Te vas abriendo y dejando ver lo más crudo de la realidad que entrañas. No hay excusa. Pasaron los años y ya esconderse resulta extenuante y bastante ridículo. El mandato final de darse cuenta y aceptar el regalo como vino llegó para quedarse. “No morirás en la inconciencia”, susurra el espanto que me mandaste esta vez. Parece que hay que comenzar a comportarse ya “como un hombrecito” mientras intento detener la inercia de la huida permanente. Siento que se rompe el cascarón con el que venía conteniendo el miedo disfrazado de rumba y mis pies descalzos al fin tocan el suelo frío. No gusta la sensación, pero la calamidad no arruina la posibilidad del indulto al aprendizaje, a la reformulación urgente, a la promesa seria —ahora sí— de un bienestar ajeno al sobresalto, sumergido en paz.

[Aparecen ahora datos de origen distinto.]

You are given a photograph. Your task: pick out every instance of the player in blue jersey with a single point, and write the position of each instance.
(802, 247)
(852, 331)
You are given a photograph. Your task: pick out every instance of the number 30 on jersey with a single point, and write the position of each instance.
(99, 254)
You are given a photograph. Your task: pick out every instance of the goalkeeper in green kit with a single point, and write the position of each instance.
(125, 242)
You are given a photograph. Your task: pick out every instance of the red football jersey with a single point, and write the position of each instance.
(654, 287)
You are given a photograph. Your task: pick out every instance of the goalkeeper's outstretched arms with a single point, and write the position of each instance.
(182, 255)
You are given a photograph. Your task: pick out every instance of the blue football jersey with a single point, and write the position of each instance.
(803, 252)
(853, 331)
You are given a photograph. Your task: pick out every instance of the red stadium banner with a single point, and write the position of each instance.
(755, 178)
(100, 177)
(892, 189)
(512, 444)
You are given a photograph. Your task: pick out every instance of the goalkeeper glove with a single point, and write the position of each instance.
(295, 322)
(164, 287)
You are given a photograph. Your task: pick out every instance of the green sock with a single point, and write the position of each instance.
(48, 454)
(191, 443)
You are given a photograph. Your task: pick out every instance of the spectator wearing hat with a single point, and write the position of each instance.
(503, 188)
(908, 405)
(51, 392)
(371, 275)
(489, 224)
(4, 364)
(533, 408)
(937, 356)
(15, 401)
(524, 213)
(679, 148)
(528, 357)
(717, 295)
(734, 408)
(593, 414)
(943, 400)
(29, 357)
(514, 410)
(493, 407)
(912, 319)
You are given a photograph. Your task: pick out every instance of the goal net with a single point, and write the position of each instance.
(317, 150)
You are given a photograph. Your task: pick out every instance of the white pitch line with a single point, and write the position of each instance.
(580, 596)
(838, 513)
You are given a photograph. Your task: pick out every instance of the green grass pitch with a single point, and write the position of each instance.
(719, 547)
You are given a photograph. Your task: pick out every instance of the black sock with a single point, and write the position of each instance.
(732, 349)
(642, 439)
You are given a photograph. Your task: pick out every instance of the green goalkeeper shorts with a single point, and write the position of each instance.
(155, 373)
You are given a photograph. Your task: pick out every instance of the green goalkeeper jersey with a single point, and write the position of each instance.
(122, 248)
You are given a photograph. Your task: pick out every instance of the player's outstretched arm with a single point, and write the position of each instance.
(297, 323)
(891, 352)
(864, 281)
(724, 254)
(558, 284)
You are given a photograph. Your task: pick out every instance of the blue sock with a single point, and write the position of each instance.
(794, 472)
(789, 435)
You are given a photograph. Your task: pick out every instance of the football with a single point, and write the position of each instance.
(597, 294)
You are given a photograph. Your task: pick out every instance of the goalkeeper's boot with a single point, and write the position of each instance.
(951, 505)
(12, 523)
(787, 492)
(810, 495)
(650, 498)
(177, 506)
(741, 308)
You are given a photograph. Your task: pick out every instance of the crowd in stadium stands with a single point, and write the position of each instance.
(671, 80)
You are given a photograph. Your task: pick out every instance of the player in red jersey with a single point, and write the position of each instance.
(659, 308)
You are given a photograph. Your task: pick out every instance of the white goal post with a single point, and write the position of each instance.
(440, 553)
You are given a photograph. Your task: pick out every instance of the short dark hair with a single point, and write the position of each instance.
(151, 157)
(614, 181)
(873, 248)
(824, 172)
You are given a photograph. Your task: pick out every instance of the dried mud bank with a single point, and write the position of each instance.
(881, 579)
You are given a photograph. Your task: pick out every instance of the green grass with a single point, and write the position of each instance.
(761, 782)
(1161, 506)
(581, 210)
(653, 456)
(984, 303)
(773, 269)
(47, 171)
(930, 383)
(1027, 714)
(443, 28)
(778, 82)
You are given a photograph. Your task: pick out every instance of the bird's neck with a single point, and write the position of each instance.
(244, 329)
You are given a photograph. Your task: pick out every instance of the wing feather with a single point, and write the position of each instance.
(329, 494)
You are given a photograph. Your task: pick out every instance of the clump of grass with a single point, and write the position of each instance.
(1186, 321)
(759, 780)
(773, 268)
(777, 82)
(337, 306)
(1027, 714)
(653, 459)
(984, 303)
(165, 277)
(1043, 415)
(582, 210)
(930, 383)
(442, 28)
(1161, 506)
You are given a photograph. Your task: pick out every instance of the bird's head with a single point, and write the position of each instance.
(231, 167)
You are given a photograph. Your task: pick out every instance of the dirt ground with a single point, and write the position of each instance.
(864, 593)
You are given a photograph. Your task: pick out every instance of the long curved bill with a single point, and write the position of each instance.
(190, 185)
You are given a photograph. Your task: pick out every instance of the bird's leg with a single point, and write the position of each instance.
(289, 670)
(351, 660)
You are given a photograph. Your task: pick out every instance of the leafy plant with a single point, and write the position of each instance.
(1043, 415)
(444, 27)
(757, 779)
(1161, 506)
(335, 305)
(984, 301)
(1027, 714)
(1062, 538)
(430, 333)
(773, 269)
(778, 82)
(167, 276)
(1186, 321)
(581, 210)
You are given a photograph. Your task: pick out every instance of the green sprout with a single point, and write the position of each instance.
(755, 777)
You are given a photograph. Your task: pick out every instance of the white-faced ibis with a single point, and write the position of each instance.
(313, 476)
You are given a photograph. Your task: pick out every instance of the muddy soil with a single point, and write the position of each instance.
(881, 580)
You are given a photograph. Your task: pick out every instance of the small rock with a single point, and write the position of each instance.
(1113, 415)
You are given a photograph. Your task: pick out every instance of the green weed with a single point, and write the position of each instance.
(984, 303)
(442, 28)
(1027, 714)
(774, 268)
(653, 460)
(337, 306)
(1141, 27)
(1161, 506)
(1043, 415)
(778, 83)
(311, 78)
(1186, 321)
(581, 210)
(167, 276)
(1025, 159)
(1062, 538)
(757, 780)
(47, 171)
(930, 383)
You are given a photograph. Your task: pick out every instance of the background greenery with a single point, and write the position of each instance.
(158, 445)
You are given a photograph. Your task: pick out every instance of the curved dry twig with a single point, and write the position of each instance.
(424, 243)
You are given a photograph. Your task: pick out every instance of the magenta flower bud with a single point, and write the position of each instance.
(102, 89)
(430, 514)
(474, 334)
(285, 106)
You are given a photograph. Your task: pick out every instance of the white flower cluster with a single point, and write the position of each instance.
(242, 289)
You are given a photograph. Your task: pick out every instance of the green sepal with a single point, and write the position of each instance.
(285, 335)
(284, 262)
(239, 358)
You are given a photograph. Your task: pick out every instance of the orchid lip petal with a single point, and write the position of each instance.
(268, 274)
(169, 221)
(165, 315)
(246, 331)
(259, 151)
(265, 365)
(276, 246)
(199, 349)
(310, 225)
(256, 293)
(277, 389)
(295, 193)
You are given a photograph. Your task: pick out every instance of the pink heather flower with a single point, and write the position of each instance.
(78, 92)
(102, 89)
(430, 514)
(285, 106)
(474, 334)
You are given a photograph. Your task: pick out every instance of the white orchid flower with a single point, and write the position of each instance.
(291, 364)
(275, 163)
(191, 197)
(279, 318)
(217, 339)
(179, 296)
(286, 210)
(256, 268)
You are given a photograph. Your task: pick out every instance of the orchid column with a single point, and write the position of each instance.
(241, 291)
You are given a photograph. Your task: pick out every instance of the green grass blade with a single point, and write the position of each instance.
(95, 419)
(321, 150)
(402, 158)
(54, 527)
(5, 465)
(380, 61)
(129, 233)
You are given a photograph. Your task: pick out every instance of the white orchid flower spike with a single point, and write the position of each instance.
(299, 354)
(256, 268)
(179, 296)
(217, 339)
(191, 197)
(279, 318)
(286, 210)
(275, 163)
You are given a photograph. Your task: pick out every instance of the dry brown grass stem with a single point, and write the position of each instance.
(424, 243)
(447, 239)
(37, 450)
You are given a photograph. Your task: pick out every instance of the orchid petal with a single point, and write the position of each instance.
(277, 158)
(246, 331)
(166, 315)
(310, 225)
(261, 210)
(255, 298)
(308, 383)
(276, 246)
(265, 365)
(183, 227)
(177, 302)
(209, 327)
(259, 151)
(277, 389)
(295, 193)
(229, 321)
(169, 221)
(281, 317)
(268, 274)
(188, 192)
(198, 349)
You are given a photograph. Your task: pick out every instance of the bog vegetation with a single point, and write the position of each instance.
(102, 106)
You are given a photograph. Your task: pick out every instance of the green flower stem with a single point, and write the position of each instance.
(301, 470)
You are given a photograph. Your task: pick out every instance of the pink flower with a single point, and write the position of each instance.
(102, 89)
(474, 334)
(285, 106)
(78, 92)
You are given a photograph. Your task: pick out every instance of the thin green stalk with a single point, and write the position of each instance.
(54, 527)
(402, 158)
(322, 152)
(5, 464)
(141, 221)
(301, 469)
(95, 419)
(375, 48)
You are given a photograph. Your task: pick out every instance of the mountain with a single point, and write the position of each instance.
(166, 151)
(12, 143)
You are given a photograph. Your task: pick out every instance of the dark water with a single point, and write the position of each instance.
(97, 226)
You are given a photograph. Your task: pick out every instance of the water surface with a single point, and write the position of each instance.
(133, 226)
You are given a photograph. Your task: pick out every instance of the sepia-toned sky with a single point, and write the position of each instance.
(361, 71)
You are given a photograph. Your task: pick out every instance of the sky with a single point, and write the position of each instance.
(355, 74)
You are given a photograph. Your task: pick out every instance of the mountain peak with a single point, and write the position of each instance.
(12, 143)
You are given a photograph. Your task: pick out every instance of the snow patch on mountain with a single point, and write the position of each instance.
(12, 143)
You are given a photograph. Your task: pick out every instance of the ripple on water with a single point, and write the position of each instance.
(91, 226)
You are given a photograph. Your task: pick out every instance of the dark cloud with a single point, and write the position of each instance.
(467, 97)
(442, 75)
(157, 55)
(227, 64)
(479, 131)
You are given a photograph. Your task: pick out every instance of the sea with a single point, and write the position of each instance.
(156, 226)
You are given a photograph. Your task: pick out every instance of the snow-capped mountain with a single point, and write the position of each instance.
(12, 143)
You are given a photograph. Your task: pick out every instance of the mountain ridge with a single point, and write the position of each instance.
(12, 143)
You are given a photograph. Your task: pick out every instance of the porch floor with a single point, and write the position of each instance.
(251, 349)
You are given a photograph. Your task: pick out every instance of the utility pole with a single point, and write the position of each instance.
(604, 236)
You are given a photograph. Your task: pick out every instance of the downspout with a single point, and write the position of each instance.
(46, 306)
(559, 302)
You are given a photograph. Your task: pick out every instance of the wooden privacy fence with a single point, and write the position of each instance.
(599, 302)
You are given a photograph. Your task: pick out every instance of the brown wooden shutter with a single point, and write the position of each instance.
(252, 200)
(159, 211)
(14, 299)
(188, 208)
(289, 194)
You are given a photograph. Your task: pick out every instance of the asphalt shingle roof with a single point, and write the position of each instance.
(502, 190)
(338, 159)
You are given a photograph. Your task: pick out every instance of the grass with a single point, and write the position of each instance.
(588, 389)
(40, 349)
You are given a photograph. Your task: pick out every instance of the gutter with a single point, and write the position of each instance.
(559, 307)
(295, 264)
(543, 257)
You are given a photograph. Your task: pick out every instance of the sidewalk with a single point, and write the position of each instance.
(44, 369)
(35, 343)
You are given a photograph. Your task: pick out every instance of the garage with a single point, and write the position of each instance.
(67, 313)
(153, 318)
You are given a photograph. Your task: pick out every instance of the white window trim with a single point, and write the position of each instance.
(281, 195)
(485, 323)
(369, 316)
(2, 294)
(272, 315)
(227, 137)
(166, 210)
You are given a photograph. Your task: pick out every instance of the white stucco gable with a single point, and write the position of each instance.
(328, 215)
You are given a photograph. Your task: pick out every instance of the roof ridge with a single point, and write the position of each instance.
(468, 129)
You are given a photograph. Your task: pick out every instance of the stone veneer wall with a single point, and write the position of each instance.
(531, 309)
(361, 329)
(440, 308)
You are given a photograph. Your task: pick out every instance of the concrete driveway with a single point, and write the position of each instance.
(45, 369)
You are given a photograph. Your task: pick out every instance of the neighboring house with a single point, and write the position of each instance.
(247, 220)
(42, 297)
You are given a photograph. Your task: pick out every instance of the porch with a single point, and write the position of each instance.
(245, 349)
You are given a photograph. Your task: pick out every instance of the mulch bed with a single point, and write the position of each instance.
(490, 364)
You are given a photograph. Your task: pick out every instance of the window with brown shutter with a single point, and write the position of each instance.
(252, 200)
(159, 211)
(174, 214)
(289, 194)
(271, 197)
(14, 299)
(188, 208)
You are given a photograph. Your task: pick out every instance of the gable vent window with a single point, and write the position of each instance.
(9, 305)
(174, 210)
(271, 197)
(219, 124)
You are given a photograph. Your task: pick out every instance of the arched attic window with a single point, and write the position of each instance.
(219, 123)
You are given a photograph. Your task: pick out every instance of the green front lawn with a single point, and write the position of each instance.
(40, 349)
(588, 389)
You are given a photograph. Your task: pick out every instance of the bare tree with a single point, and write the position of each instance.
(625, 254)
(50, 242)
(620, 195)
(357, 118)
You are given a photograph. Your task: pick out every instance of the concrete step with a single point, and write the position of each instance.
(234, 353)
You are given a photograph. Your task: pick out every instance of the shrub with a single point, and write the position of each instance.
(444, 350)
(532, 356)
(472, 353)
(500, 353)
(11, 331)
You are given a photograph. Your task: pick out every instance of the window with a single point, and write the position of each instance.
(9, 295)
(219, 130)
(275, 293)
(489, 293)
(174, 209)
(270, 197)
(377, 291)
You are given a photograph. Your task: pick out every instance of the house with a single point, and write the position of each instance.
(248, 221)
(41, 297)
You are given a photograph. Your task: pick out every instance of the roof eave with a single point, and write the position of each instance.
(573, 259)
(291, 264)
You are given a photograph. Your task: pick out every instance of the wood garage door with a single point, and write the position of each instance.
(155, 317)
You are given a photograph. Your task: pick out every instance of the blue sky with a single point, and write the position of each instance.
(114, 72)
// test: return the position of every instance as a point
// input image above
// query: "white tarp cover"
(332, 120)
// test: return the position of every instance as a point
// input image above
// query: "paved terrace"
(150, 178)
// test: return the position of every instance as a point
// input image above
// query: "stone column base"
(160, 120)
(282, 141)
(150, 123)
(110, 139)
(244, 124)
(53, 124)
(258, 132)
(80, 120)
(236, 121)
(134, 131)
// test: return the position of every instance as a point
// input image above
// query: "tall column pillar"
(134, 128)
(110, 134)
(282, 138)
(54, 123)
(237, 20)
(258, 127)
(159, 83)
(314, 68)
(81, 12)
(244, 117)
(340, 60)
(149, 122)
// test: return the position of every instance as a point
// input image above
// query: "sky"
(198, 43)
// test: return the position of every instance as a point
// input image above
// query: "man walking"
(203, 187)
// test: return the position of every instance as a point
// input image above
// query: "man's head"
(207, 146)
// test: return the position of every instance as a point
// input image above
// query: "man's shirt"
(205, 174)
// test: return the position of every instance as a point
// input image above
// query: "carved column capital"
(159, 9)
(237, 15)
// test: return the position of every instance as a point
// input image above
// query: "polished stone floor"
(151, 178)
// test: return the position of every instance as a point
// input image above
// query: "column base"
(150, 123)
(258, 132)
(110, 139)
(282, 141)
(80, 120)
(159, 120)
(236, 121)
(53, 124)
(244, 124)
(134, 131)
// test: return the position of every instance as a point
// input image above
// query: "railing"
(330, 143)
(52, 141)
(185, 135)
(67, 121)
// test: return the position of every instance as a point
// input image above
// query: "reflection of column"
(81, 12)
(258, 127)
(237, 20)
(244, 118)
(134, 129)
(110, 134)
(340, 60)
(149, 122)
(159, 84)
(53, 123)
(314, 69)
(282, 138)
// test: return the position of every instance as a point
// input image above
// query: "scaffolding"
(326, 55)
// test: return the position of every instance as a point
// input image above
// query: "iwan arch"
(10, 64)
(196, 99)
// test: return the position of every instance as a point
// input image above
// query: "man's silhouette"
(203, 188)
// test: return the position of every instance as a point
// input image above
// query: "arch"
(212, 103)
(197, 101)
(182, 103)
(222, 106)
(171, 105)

sábado, 19 de octubre de 2019

Se abrió una puerta nueva

Se abrió una puerta nueva. Se abrió entre señales cada vez más fuertes y repetitivas de que se podía abrir. Pero las susodichas señales no fueron atendidas por el más interesado, y como suele pasar con la altanería disimulada y el desdeño de lo que se asoma para advertir, comienza a temblar. Sin embargo, la historia no es tan corta, tan simple, tan yo te lo dije. El torrente de la vida “civilizada” te llama desde pequeño a sus filas y te lleva a alinearte incondicionalmente. Sin embargo, uno manifiesta sus objeciones, sus desacuerdos; pero al final del martilleo en contra, el viejo sistema de pensamiento y acciones te llevan a ponerte de rodillas de alguna manera, aunque esta sea invisible; aunque no puedas verte en tal posición de derrota, terminas caminando de rodillas, y como todo el que camina de rodillas, cualquier recorrido duele más, cansa más. Incluso los recorridos que se hacen por amor, con amor, lesionan más. Y es como un día te despiertas después de tanto obviar los mensajes de aquí y de allá, sin haber dormido mucho, con el cuerpo chillando y en apariencia despistado ante lo que ocurre. Aunque no se es culpable hasta que se muestre lo contrario, mira que las pruebas sobran… solo levanta la alfombra y tendrás un expediente completo de atentados a la salud propia y a la de los que te rodearon. No está fácil. No está nada fácil. Ves el panorama de demencia y temes que algo de esa enfermedad se te haya quedado pegada en el talón. Después de regar la patología  cada día, sin falta y a pesar de las quejas, resultaría terrible que seas parte inseparable de la histeria colectiva que percibes alrededor y que, como con las mafias y bandas, sabes tanto que no puedes salirte para vivir lo que vendría siendo tu propia vida. Da ganas de intentar, con algo de tacto y sin arrancar la piel, diseccionar la gran torta que hemos puesto y separar lo favorable de lo pernicioso para quedarme solo con lo bueno. Pero esa opción aparece también algo ilusa, como jalada por los pelos, sabiendo que el entorno no te entenderá, que quien te estima no te entenderá, que quien te ama no te entenderá. Se ha abierto entonces la puerta que da a la honestidad y a la intolerancia a lo intolerante, y por ahora no puedo o quiero cerrarla. Por otro lado, ahora mismo y ante la imposibilidad de regresar a lo mismo de siempre, ante la certeza de perder mucho de lo que he amado, no queda más que comenzar la disección.